Review: Call Girls @ Adelaide Fringe 2024

'Call Girls'
Our eclectic team of writers from around Australia – and a couple beyond – with decades of combined experience and interest in all fields.

‘Call Girls’ is a unique and heartwarming theatre-comedy out of Brisbane, surrounding the personal and work lives of the two main characters, Alexis and Ella (played writer-producers Lauren Harvey and Kelly Hodge), who work in a call centre for the Department Of Roads.

It is reminiscent of a theatre version of office comedies such as ‘The Office’ and ‘Parks And Recreation’, all performed from a minimalist single-room set. The writers do an excellent job of creating the illusion of different spaces, with just dialogue and lighting, and painting a distinct, satirical picture of the broader office environment.

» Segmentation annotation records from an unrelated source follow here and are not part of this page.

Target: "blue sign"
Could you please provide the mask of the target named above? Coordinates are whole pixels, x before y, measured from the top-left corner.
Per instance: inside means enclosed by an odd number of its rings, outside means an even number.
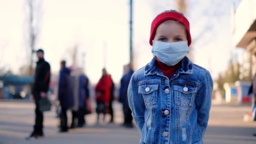
[[[237,94],[237,89],[235,88],[231,88],[231,95],[236,95]]]

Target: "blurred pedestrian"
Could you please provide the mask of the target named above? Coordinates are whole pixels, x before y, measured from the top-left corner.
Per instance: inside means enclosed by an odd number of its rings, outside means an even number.
[[[77,88],[78,89],[79,109],[77,113],[78,122],[77,126],[81,128],[85,124],[85,112],[88,108],[87,102],[90,100],[90,91],[89,88],[89,79],[85,75],[83,72],[83,69],[77,69],[77,75],[78,83]],[[75,90],[76,91],[76,90]]]
[[[124,114],[124,122],[123,125],[127,128],[133,127],[131,111],[129,107],[127,99],[128,85],[133,73],[133,71],[130,64],[124,66],[124,75],[120,82],[119,101],[123,104],[123,111]]]
[[[40,49],[36,53],[38,61],[37,62],[32,96],[35,104],[35,124],[34,130],[30,135],[27,138],[28,139],[33,137],[37,138],[44,136],[43,114],[40,109],[39,101],[41,99],[47,97],[51,77],[51,67],[49,63],[44,59],[44,51]]]
[[[154,55],[135,72],[128,88],[132,116],[141,144],[203,144],[211,107],[209,72],[187,57],[191,43],[189,21],[166,11],[151,24]]]
[[[110,77],[111,76],[110,75]],[[115,100],[115,83],[111,77],[111,88],[110,88],[110,101],[109,101],[109,112],[110,115],[110,120],[109,123],[114,123],[114,110],[113,101]]]
[[[253,64],[256,65],[256,51],[254,51],[252,55],[252,61]],[[254,74],[254,76],[251,81],[251,85],[249,89],[248,95],[249,95],[251,93],[252,94],[252,111],[253,112],[253,120],[256,120],[256,74]],[[253,113],[254,113],[254,114]],[[253,136],[256,136],[256,133],[253,134]]]
[[[59,83],[58,98],[61,107],[60,132],[68,131],[68,109],[74,106],[74,91],[70,70],[66,67],[66,61],[61,62],[61,70]]]
[[[95,100],[97,104],[96,112],[97,114],[97,123],[99,122],[100,114],[103,114],[103,121],[105,121],[107,109],[109,106],[112,82],[111,77],[105,68],[102,69],[102,76],[95,87]]]

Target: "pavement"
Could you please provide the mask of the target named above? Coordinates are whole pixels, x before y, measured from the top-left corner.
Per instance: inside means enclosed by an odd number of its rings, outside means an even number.
[[[58,131],[59,120],[55,109],[45,113],[45,136],[26,140],[32,129],[34,105],[28,101],[0,100],[0,144],[138,144],[140,135],[136,128],[126,128],[120,126],[122,106],[114,104],[115,123],[95,123],[96,115],[86,117],[85,127]],[[243,121],[244,115],[249,112],[250,106],[216,105],[212,107],[209,127],[204,136],[205,144],[256,144],[256,122]],[[69,112],[68,115],[70,116]],[[107,115],[107,120],[110,117]],[[71,120],[69,120],[70,123]]]

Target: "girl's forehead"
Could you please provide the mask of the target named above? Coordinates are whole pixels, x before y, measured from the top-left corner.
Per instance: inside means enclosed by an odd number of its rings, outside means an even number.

The two characters are well-developed, believable and likeable, albeit flawed. Their personalities complement and contrast with each other (Ella, a hard-working perfectionist with an interest in coral science, and Alexis, a cool, fun-loving gamer). The ‘customer calls’ are written in such a way that it seems like they could’ve been taken from real life. It feels like you can hear the person on the end of the call, even though it is just Ella and Alexis speaking throughout the play. The dialogue is snappy, and filled with clever one-liners, and the performers have brilliant comic-timing.

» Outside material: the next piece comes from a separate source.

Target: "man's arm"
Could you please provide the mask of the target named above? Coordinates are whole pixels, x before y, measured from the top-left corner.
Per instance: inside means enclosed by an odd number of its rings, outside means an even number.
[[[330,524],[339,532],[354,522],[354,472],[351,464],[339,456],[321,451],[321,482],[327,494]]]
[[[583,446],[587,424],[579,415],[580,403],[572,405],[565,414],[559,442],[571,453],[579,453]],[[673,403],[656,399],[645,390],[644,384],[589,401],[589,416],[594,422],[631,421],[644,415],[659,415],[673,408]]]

Many millennial workers will no doubt find the show relatable, especially those who have worked in a call centre, or been overworked and inundated by angry and often inappropriate customer calls.

For others, the piece may be eye-opening. However, the writers manage to create an entertaining and frankly hilarious show out of what is likely a stark, dispiriting situation. In particular, the close friendship between Ella and Alexis appears as a life raft for the two of them in the call centre. The development of a rift between them over differing life goals captures the audience attention and takes us along for the ride, as we watch them grow as characters.

The actors also do a great job of building suspense, and the pacing of the story is well-done. The show also includes a well-timed and choreographed dance routine that will make audiences laugh out loud (as they did many times throughout the play).


Lighting is used effectively to create shifts in mood and setting, and takes the audience out of the concrete space into the minds of the characters. While it is not a high-budget show, it reminds us that the most important thing is a well-written script and stellar performances, which it definitely has!

Overall this is an insightful, well-crafted and uplifting piece of theatre, which may inspire audiences to create some more joy in the world around them. It also reminds us of the power of friendship (especially female friendship) to get through life in these changing and challenging times.